Good Friday – Isaiah 53
Posted by Todd Engstrom in gospel, personal, theology on April 2, 2010
Isaiah 53
53:1 Who has believed what he has heard from us? [1]
And to whom has the arm of the Lord been revealed?
2 For he grew up before him like a young plant,
and like a root out of dry ground;
he had no form or majesty that we should look at him,
and no beauty that we should desire him.
3 He was despised and rejected [2] by men;
a man of sorrows, [3] and acquainted with [4] grief; [5]
and as one from whom men hide their faces [6]
he was despised, and we esteemed him not.

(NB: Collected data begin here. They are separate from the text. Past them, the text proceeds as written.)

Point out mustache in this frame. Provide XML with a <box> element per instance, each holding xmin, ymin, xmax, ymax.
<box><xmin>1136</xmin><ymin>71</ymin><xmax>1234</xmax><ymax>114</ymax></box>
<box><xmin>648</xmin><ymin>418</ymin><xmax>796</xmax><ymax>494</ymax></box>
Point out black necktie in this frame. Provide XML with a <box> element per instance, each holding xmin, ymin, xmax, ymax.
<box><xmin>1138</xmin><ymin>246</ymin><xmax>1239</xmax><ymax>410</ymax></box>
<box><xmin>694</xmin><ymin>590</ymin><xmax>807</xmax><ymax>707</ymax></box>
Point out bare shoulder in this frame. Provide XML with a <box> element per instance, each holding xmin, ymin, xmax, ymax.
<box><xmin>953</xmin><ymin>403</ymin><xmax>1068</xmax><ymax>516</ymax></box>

4 Surely he has borne our griefs
and carried our sorrows;
yet we esteemed him stricken,
smitten by God, and afflicted.
5 But he was wounded for our transgressions;
he was crushed for our iniquities;
upon him was the chastisement that brought us peace,
and with his stripes we are healed.
6 All we like sheep have gone astray;
we have turned—every one—to his own way;
and the Lord has laid on him
the iniquity of us all.
7 He was oppressed, and he was afflicted,
yet he opened not his mouth;
like a lamb that is led to the slaughter,
and like a sheep that before its shearers is silent,
so he opened not his mouth.
8 By oppression and judgment he was taken away;
and as for his generation, who considered
that he was cut off out of the land of the living,
stricken for the transgression of my people?

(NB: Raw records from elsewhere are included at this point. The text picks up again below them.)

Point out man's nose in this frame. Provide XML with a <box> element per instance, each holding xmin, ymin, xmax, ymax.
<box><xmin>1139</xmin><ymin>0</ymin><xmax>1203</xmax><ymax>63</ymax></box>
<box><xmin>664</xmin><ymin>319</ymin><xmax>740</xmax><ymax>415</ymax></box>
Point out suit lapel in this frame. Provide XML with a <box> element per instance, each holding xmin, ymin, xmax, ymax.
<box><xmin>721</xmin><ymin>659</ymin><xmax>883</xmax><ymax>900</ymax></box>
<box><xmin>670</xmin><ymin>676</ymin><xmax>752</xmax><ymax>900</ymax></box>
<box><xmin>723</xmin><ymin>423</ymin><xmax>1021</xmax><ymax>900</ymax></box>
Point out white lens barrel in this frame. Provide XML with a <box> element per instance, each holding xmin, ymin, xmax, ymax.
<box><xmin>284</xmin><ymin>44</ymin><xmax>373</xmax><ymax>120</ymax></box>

9 And they made his grave with the wicked
and with a rich man in his death,
although he had done no violence,
and there was no deceit in his mouth.
10 Yet it was the will of the Lord to crush him;
he has put him to grief; [7]
when his soul makes [8] an offering for guilt,
he shall see his offspring; he shall prolong his days;
the will of the Lord shall prosper in his hand.
11 Out of the anguish of his soul he shall see [9] and be satisfied;
by his knowledge shall the righteous one, my servant,
make many to be accounted righteous,
and he shall bear their iniquities.
12 Therefore I will divide him a portion with the many, [10]
and he shall divide the spoil with the strong, [11]
because he poured out his soul to death
and was numbered with the transgressors;
yet he bore the sin of many,
and makes intercession for the transgressors.